Et pourtant, il ne lâche pas. Il fait confiance à son Père. Il va
jusqu’au bout de son courage humain, pour nous faire comprendre à
quel point Dieu est le plus humain des êtres divins. Souffrant avec
nous et comme nous. Voilà une réalité étonnante, qu’on ne retrouve
pas dans toutes les religions. Le refus de l’idée que Dieu souffre a
fait déraper les premières communautés chrétiennes vers la doctrine
de l’arianisme, affirmant que Jésus n’est pas vraiment Dieu
puisqu’il a vécu la souffrance et la mort.
C’est la difficulté principale de la foi chrétienne, scandale et
folie, selon saint Paul.
Le Dieu de Jésus Christ est le Dieu le plus humain qui soit.

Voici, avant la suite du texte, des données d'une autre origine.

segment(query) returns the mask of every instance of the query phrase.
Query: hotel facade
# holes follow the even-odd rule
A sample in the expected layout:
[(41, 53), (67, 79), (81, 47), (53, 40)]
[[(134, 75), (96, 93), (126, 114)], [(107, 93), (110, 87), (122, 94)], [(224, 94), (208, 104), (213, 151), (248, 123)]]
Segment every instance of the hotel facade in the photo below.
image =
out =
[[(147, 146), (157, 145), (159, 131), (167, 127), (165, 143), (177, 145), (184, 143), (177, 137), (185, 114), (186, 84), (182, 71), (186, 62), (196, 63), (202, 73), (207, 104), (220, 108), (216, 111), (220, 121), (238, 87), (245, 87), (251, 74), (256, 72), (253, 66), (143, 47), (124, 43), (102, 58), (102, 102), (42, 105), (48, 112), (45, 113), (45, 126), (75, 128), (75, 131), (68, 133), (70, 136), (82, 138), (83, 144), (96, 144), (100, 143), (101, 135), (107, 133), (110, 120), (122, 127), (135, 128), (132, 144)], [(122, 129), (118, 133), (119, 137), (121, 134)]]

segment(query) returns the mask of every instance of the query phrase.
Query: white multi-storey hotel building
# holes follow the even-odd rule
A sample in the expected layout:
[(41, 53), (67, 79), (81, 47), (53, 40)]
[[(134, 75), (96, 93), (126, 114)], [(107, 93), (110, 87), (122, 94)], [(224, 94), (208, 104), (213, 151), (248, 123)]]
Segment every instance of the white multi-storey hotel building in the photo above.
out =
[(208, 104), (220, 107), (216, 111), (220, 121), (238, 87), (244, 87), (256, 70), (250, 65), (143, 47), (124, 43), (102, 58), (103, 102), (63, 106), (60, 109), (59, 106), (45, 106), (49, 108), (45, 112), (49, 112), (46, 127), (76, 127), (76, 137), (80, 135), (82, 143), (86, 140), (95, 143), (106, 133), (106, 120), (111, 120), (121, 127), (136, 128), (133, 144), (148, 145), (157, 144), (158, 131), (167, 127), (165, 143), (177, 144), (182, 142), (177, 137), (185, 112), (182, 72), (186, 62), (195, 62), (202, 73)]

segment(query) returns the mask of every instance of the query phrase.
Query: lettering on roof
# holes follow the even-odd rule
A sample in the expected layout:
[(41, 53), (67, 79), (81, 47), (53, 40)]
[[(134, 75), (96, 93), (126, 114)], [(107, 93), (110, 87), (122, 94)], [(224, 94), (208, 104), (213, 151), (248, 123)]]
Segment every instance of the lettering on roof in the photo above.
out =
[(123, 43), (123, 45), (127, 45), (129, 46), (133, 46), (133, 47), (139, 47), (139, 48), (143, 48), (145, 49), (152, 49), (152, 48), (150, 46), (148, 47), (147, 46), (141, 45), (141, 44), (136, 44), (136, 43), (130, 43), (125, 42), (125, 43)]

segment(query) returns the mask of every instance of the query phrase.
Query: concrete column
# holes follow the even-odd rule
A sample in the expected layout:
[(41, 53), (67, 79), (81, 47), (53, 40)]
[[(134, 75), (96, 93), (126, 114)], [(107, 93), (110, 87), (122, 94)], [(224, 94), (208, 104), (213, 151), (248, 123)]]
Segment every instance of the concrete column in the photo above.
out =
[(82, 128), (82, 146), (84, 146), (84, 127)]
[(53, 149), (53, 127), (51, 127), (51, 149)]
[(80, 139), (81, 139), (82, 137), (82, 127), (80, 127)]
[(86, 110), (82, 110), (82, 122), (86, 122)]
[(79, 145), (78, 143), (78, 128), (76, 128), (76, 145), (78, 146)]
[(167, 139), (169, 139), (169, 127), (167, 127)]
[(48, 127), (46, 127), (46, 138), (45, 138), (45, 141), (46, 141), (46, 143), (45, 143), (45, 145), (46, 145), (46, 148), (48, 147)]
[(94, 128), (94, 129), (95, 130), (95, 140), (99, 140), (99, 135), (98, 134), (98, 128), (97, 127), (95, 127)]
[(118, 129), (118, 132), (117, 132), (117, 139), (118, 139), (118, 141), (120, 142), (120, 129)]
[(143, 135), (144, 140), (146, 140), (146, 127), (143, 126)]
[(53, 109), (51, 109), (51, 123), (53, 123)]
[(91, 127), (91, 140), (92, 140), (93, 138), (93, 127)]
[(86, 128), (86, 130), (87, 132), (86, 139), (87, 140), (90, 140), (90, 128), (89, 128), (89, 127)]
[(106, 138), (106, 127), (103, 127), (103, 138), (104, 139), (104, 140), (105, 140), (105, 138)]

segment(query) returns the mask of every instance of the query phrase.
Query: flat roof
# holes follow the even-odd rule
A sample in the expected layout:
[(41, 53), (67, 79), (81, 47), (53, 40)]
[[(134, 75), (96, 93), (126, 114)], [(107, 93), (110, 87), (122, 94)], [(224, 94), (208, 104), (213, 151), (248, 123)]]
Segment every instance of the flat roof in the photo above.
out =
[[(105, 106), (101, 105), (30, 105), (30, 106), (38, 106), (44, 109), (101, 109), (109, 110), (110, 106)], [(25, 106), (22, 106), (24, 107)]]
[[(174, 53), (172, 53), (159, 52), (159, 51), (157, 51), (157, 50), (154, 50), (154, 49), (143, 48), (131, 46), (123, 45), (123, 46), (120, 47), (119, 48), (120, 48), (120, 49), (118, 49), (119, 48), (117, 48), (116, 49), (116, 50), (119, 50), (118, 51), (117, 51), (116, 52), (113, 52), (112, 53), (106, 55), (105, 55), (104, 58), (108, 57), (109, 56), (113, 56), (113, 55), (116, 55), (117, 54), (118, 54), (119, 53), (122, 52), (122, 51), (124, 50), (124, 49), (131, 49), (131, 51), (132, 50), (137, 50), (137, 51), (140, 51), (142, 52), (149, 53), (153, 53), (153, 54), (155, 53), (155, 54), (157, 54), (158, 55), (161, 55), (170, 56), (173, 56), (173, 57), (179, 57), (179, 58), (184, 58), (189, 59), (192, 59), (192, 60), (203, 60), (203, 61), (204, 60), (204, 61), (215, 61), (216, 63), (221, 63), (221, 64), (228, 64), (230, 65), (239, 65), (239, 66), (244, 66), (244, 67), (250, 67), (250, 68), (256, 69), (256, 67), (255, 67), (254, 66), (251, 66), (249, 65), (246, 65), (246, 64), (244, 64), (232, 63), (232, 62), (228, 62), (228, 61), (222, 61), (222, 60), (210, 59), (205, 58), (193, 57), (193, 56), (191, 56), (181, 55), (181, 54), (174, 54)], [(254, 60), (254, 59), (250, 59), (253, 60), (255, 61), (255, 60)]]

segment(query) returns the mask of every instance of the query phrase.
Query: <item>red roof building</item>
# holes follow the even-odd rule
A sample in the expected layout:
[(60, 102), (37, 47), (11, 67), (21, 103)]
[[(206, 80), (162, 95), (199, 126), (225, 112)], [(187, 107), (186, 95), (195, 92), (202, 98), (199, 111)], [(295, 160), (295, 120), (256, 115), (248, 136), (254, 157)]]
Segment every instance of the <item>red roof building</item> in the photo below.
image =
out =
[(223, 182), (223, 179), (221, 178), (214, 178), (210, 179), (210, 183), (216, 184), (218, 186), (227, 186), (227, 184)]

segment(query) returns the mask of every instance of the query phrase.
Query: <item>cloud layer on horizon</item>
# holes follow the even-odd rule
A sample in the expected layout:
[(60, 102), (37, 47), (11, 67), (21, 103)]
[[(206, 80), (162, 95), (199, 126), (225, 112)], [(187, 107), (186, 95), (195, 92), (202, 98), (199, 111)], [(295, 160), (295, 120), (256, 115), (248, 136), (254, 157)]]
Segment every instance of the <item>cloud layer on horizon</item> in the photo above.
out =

Il aime l’humanité. Il se plaît à lui être présent de toutes les
façons, y compris et surtout aux personnes qui souffrent. En le
priant, nous ne faisons pas pression pour qu’il s’occupe de nous; il
est déjà là. Mais notre prière nous ouvre les yeux à sa présence
constante et bienveillante.
Nous avions connu autrefois un Dieu contrôleur, policier,
surveillant. Nous avons appris à retrouver sa vraie figure, non pas
de Dieu surveillant, mais de Dieu bienveillant et toujours présent
dans nos vies et dans nos cœurs. Voilà comment je comprends
l’évangile libérateur de Jésus, qui nous révèle un Dieu qui nous
fait la fête, nous fait cadeau de sa création, de sa personne, de
son pain de vie. Il faut en être reconnaissant et fier.